住民税は所得税の情報を元に課税されるのが原則です。
サラリーマンであれば年末調整後の源泉徴収票を会社が市役所に提出することにより、翌年の住民税が計算されます。
確定申告する場合は、3/15までに税務署に提出された情報が市役所に通知され、翌年の住民税が計算されます。
その例外として、平成29年度税制改正により、上場株式等の配当や譲渡所得に関して、所得税と住民税で別々の課税方式を選択できることとなりました。
課税方式とは配当に関して言うと、前回まで見てきた ① 申告不要、② 総合課税、③ 申告分離課税の3つでこの組み合わせを自由に選ぶことができる、つまり”おいしいとこ取り”ができるということです。
配当に関する部分を所得別で見ていきます。

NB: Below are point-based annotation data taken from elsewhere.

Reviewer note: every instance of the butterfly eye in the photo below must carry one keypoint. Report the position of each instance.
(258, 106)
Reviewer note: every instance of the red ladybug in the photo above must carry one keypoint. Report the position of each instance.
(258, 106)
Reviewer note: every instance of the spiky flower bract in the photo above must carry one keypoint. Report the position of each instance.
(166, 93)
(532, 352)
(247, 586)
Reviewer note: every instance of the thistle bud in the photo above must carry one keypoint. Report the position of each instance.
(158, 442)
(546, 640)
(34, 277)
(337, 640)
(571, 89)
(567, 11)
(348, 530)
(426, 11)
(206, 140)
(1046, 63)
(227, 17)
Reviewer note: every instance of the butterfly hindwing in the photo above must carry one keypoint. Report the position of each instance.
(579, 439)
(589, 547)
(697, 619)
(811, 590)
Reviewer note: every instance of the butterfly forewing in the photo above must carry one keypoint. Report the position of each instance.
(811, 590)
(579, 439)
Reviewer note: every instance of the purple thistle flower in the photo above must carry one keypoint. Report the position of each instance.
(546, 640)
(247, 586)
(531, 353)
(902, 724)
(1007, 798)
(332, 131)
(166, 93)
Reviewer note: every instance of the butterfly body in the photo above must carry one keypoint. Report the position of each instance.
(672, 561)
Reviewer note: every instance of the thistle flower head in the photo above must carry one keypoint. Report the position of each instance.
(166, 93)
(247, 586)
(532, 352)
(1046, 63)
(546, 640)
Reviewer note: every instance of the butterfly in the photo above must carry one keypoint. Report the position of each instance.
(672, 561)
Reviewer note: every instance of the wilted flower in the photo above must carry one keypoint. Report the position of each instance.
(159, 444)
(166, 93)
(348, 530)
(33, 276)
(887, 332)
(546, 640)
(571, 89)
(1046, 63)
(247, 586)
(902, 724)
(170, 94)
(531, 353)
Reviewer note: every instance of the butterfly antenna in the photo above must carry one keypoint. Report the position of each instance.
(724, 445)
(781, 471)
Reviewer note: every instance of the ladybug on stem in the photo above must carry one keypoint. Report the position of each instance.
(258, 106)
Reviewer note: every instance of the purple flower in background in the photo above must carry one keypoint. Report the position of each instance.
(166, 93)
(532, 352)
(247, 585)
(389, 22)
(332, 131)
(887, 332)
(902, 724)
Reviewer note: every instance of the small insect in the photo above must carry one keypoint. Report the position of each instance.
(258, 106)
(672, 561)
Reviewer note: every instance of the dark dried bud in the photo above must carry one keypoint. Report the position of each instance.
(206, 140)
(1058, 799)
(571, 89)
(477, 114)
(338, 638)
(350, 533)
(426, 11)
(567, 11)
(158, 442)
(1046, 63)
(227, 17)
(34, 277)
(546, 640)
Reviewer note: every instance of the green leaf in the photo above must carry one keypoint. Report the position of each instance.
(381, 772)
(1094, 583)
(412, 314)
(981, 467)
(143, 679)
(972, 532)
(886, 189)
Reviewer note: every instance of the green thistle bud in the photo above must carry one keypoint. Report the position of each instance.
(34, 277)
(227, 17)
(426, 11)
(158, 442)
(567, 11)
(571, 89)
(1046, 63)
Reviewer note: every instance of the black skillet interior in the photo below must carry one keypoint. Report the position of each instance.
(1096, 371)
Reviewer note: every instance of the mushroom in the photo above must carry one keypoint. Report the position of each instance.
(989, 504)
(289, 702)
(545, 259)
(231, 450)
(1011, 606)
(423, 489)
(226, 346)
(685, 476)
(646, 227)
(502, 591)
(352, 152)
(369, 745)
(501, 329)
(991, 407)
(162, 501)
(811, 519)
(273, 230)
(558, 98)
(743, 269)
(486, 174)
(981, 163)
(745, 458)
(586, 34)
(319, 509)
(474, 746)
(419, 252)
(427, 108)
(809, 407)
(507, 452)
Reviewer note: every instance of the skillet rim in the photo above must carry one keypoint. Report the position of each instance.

今回は複雑なので復興税は省略します。
<例1 課税所得が330万円以下の場合>
A どちらも申告不要:20%
所得税: 15%(源泉徴収されて終了)
住民税: 5%(源泉徴収されて終了)
B どちらも総合課税:7.2%
所得税: 0%(5%-配当控除10%)
住民税:7.2%(10%-配当控除2.8%)
C 所得税は総合、住民税は分離:5%
所得税: 0%(5%-配当控除10%)
住民税: 5%(源泉徴収されて終了)
これ以外の組み合わせもありますが、税率はこの3つに集約されます。
この例ではCが最も有利で、所得税で配当控除を使いつつ、住民税では低い5%で源泉徴収されたものをそのまま残します。
<例2 課税所得が900万円超1000万円以下の場合>
A どちらも申告不要:20%
所得税: 15%(源泉徴収されて終了)
住民税: 5%(源泉徴収されて終了)
B どちらも総合課税:30.2%
所得税: 23%(33%-配当控除10%)
住民税:7.2%(10%-配当控除2.8%)
C 所得税は総合、住民税は分離:28%
所得税: 23%(33%-配当控除10%)
住民税: 5%(源泉徴収されて終了)
この例ではAが最も有利で、源泉徴収された20%で確定させます。
税率の区分で見ていくと、課税所得が900万円以下では、C有利、900万円超では申告することで税率が上がってしまうため、A有利ということになります。
また国民健康保険に関しても、住民税がACの申告不要であれば影響ありませんが、Bの総合課税になると保険料に影響しますので、合わせて有利不利を判断する必要があります。
複雑な制度ではありますが、その分節税の余地はあるということなので、専門家に相談しつつ判断していきましょう。